On Snow and it’s Depiction

It snowed. In March. Almost unheard of in the warmer and wet South West. I spent a few minutes watching it float down from our small, awkwardly shaped patch of sky, out the back, between the rooves, chimneys and drain pipes.

White on white. Actually grey on grey. The more I looked, the more I realised how difficult it was to define what I was seeing. In fact, what seemed like white sky, was actually, thousands, if not millions, of moving snowflakes. The only ones I could differentiate, were those that didn’t reflect the light, or those which passed over dark or very light things.

There is a Carol Ann Duffy Poem that talks about the streetlights ‘lip-reading the snow’, which seemed to me a perfect descriptive sentence. It always seems that something falling so fast and with purpose, should make a sound as it hits the ground. But nothing. Again and again and again. Silence.

A silent white gull glides over my patch of sky. And after, a flurry of black birds, in formation, flying in a bias cut across the sky and snowflakes.

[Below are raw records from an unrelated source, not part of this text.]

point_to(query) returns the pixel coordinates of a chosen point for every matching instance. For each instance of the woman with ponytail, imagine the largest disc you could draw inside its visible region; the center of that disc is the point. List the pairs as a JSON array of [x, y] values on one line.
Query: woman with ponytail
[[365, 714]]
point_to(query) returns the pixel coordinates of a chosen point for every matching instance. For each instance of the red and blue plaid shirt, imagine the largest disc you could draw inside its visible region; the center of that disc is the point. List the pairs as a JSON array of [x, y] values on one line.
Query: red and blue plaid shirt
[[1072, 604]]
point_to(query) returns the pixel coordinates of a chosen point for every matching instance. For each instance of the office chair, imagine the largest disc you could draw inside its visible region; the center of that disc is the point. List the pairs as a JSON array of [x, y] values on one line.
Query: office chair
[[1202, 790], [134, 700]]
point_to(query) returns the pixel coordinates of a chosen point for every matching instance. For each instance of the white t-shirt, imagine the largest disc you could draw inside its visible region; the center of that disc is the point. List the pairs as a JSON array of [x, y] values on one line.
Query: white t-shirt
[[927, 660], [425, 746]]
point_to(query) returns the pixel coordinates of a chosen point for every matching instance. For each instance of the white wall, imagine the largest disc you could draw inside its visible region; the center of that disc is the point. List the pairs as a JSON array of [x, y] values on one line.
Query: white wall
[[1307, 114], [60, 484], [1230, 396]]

That evening, I got out my book of Hiroshige woodblock prints and wondered how that collection of artists and tools and materials and techniques managed to depict snow so accurately- so you could feel it. Often white flakes on grey bukoshi (soft gradations of tone or colour), or vice versa. One can feel the intense softness of the newly fallen snow and also the cold- signalled by the hunched, insulated bodies that populate the mountain villages and temple complexes.

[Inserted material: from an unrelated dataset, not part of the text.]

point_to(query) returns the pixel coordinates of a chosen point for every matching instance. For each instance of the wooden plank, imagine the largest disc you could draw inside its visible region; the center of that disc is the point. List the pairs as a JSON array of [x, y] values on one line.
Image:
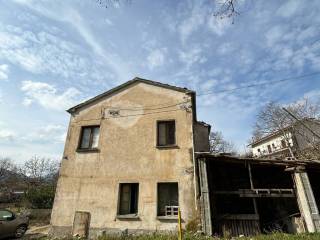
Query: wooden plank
[[205, 198]]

Perhaps something to do with the incomparable softness and texture of Japanese paper- much of which is left ‘unprinted’ to show voluminous freshly fallen snow or individual snowflakes, or that white that isn’t white, but thousands of flakes.

Perhaps the fact that Japan is an island nation, one that isn’t used to long seasons of snow and ice (at least in the South), so that when it does come, attention and care is paid to it, as with many of the ephemeral markers of time in Japan (think cherry blossom and autumn colour).

One of my favourite pieces of art (that I own) is a small woodblock print, bought in Japan, of a snow-covered roof and landscape. Made, apparently, by a sectegenarian hermit artist, near Takayama. Every time I look at it, I feel the softness and the silence.